Kent, kurgu ve ortaya çıkış itibariyle yoğun nüfusun olduğu ve farklı çelişkileri, gerginlikleri bir arada yaşayan makro yerleşim yerleri olarak organik bir biçim sergilemektedir. Gittikçe büyüyen bu mekânlar obezleşmiş ve içerisine dâhil ettiği unsurlar bakımından önüne geçilemez rahatsızlıkları doğurmuştur. Kentler gittikçe kalabalıklaşıp büyürken karşılaştığı gerilim ve çelişkiler direkt olarak insana yansımış, insan da mekânın etkisi dâhilinde bunu hayatına eklemlemiştir. Bu bakımdan, kentte ortaya çıkan her ne varsa insanda o ortaya çıkmıştır. Kentin sorunu, insanın sorunu olmuş, kentin rahatlığı insanın rahatlığı anlamına gelmiştir. Kent özelinde ve mekân genelinde insanlığın yaşadığı tecrübeler, insan mekân ilişkisi açısından büyük önem arz etmektedir. Kazanılan bu tecrübe ilk insandan bu güne birbirine eklemlenerek bu seviyeye erişmiştir. Yaşanan tecrübeler, mekânın daha yaşanılır bir hale gelmesi için kullanılması gerektiği halde bu süreç bir süre sonra yaşanmaz mekânların üretimine neden olmuştur. Çünkü eklemlenen tecrübî bilgi kimi zaman menfaat odakları, çıkar grupları, sınıf mücadelesi, ideolojik kaymalar, dinî ve ahlaki öğretilerden sıyrılmalar, yaşanan toplumsal ve siyasal krizler, ekonomi, gibi olgular yaşanılır mekânın belirtilen olgular dâhilinde dönüştürülmesine neden olmuştur.

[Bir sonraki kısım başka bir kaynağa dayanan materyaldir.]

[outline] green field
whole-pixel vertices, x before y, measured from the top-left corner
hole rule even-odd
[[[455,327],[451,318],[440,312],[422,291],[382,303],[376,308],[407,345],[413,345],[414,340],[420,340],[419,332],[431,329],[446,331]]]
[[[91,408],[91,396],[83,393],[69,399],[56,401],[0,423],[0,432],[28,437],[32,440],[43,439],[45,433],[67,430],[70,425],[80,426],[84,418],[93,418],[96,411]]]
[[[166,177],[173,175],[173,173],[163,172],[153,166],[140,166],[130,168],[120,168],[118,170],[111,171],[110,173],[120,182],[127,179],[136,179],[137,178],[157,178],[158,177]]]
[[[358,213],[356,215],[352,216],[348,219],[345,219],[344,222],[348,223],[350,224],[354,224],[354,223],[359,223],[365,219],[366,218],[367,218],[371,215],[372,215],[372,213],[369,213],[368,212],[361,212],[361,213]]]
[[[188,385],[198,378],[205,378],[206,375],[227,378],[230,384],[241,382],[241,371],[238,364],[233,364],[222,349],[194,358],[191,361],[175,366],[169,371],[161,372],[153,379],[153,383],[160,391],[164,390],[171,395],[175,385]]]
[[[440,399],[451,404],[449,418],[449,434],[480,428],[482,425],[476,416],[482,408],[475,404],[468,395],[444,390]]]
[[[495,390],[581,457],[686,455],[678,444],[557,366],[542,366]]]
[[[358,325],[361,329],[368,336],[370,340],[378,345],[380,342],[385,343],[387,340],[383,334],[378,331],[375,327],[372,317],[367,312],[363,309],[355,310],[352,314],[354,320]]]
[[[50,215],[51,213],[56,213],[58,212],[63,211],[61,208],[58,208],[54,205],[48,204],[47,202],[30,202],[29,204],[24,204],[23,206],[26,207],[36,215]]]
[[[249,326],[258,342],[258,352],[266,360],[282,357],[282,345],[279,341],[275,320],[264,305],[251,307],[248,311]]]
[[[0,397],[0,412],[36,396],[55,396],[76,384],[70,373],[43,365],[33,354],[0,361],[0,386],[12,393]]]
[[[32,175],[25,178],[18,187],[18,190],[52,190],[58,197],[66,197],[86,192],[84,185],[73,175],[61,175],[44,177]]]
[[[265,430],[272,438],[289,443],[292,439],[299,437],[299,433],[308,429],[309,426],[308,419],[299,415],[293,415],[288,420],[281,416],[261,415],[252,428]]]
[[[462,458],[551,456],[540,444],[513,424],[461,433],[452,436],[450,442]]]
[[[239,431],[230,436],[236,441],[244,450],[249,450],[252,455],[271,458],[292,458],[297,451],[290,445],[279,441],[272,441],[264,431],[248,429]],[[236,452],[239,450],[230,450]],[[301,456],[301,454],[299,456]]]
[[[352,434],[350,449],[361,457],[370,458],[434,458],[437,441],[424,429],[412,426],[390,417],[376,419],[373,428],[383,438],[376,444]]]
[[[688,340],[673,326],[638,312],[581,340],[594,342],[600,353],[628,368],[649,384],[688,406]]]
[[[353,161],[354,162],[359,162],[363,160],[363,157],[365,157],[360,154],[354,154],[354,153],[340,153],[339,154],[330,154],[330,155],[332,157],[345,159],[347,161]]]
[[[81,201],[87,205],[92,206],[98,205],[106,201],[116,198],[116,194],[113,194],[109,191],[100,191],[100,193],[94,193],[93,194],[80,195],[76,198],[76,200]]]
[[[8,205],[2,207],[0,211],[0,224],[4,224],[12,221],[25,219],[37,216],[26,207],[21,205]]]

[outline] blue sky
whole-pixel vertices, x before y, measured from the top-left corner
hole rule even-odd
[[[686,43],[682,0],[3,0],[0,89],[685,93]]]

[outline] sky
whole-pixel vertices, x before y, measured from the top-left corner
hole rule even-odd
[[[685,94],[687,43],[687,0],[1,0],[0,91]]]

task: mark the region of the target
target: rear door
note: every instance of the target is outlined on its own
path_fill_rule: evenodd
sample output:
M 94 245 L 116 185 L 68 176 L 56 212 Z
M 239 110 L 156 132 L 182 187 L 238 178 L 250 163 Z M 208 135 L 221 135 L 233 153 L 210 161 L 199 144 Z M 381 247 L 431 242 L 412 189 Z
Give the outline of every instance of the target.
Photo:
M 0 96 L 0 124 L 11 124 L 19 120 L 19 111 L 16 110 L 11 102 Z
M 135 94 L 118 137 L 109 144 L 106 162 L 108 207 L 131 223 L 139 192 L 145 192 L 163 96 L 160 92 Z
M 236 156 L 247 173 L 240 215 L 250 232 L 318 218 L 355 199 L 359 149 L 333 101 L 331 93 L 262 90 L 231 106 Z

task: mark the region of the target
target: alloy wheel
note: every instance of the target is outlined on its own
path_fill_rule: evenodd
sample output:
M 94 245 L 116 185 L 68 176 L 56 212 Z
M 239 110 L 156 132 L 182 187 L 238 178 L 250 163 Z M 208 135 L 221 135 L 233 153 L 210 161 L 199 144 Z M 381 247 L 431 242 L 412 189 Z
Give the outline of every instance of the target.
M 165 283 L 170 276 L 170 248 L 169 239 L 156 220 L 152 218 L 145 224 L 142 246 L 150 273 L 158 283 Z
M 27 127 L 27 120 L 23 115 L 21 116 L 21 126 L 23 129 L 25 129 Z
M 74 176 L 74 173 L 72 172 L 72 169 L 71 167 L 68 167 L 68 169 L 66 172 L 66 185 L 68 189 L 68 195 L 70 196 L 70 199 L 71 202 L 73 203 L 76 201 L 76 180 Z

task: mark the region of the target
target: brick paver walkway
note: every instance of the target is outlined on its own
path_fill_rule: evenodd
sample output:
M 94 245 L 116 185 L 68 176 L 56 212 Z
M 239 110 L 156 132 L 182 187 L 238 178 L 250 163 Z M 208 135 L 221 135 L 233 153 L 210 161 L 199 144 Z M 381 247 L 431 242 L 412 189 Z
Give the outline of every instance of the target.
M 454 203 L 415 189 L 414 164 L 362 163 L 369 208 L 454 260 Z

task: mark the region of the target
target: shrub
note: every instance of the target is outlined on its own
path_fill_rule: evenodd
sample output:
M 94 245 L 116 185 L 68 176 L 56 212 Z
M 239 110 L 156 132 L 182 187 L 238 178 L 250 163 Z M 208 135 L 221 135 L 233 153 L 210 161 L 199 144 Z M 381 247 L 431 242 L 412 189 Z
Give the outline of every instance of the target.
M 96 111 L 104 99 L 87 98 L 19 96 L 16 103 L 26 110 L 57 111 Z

Her olgu, kendi doğruları kapsamında mekânı kurgulamış, mekânı bir değişim ve dönüşüm içerisine sokmuştur. Bu bakımdan mekân bazı zamanlarda ilerlemekten ziyade gerilemiş, içinden çıkılmaz bir hale bürünmüştür.
Mekân genelinde ve kent özelinde yapılan çalışmalar, yaşanan değişim ve dönüşümün irdelenmesine odaklanmıştır. Nerden geldiğimiz ve nereye eriştiğimiz arasındaki uzun serüvenin açıklanması tarihsel, ekonomik, siyasal, dinsel ve sosyolojiktir. Geldiğimiz süreç itibariyle büyük çelişkiler yaşadığımız postmodern çağda biz insanlar, gittikçe mekânsızlaşarak kendimize yeni bir dünya inşa etme süreci içerisine girdik. Bu sürecin okunması için çalışmalar yürüten sosyal bilimciler ve kent bilimciler mekânın değişim ve dönüşümüne odaklanırken insanların bu dönüşen mekândaki insanların tutum ve davranışları üzerine de yoğunlaşarak “kent insanı”nın yorumlanmasını sağlamıştır. Bu isimlerden biri de Manuel Castells’dir. Castells’in Kent, Sınıf ve İktidar adlı eseri 1970’lerden itibaren yazmaya başladığı ve konu itibariyle “kent” üzerine yoğunlaştığı makalelerini topladığı eser.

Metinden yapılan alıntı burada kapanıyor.